Прозвучало как отказ от ответственности, как внезапное желание отстраниться, дистанцироваться, превратить свою историю в анекдот. Ах, какая досада! Но его вымученная улыбка разъехалась в гримасу, сделав вдруг таким незнакомо некрасивым, каким он никогда не позволял себе быть на людях: шумерским человеком-ящером с отвисшей тяжелой челюстью. Похоже, он уже плохо себя контролировал.
– Ччерт! Я не думал, что это будет так тяжело… Совсем как тогда. Когда я понял, что совсем пустой. Что от меня ничего не осталось. Когда я весь растворился в нем, а он ушел! И унес меня в каждой своей клетке. В клетках! Как скопище диковинных зверей. Моих зверей! Передвижной зверинец гастролирует!
Ему было жаль своих «уехавших диковинных зверей»? Он стремился выкарабкаться из постигшего его творческого кризиса? Или дело было совсем в другом – в том неназванном, который ушел?
– Ну, уехали одни звери, заедут другие. Я уже слышу отдаленный рык.

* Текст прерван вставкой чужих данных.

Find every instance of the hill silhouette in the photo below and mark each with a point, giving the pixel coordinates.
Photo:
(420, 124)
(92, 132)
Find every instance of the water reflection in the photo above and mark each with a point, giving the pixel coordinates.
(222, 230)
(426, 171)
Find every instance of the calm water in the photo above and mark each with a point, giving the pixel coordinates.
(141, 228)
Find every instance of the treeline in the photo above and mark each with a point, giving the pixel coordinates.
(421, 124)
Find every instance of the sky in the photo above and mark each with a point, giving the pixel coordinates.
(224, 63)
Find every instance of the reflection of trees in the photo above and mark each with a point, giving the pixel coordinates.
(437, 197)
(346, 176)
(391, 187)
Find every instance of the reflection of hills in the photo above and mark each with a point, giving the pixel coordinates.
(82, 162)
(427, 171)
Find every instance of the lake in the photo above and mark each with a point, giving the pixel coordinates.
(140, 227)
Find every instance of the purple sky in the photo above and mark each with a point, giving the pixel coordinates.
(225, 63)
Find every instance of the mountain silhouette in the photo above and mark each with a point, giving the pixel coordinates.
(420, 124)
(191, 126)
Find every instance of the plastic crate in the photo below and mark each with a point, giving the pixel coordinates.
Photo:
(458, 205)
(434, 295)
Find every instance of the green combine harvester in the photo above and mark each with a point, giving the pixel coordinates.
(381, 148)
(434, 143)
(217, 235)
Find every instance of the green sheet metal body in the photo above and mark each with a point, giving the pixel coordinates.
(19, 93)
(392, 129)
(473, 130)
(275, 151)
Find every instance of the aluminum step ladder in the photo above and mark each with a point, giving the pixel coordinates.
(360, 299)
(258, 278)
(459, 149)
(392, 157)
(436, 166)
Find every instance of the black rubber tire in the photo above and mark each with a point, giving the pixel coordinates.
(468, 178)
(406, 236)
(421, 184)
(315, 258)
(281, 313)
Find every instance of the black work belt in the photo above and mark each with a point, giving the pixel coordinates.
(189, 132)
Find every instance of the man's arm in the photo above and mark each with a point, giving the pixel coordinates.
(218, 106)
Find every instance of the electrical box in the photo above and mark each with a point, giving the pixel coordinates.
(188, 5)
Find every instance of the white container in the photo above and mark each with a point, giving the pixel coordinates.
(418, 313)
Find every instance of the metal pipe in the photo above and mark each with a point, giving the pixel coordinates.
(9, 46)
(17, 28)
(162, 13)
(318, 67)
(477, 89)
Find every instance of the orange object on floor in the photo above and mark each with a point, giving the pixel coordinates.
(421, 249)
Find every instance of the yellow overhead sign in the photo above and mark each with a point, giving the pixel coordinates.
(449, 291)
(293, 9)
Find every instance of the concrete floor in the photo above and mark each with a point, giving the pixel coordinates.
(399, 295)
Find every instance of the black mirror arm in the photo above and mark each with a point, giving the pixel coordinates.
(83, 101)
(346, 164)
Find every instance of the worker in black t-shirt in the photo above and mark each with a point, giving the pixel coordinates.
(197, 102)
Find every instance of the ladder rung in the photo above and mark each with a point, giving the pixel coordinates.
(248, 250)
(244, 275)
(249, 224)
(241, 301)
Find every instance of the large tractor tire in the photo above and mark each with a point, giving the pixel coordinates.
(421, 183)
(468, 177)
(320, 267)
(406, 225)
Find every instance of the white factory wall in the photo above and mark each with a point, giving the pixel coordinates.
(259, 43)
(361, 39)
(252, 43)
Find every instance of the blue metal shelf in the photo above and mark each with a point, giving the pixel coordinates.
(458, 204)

Моя наивная попытка свести потерю к пользе успеха не имела. Он выругался, снял свои щегольские очки, ополоснул под краном лицо, не вытирая, сел за стол напротив меня и наконец заговорил. Старательно восстанавливал последовательность событий, пытался дословно воспроизвести разговоры и даже истолковать их в свою пользу, возможно, переосмысливая заново наверняка уже не впервые. Мне хотелось расцепить его руки, чтобы он сделал глубокий вдох, чтобы речь без наскоро возведенных плотин зазвучала свободно под напором его внезапно прорвавшихся чувств. Но, к моему удивлению, он на каждом повороте сооружал новую запруду, будто боялся, что его захлестнет и он утонет, не успев завершить начатое. «Запруды» эти показались мне более поздними его рассуждениями и доводами, не тогдашними, и встроенными в рассказ вместо тех, спонтанных, – возможно, жалких и неубедительных, которые ему хотелось подменить продуманными, чтобы сохранить лицо (перед кем?) или придать своей роли в той истории дополнительный вес или вовсе иной окрас.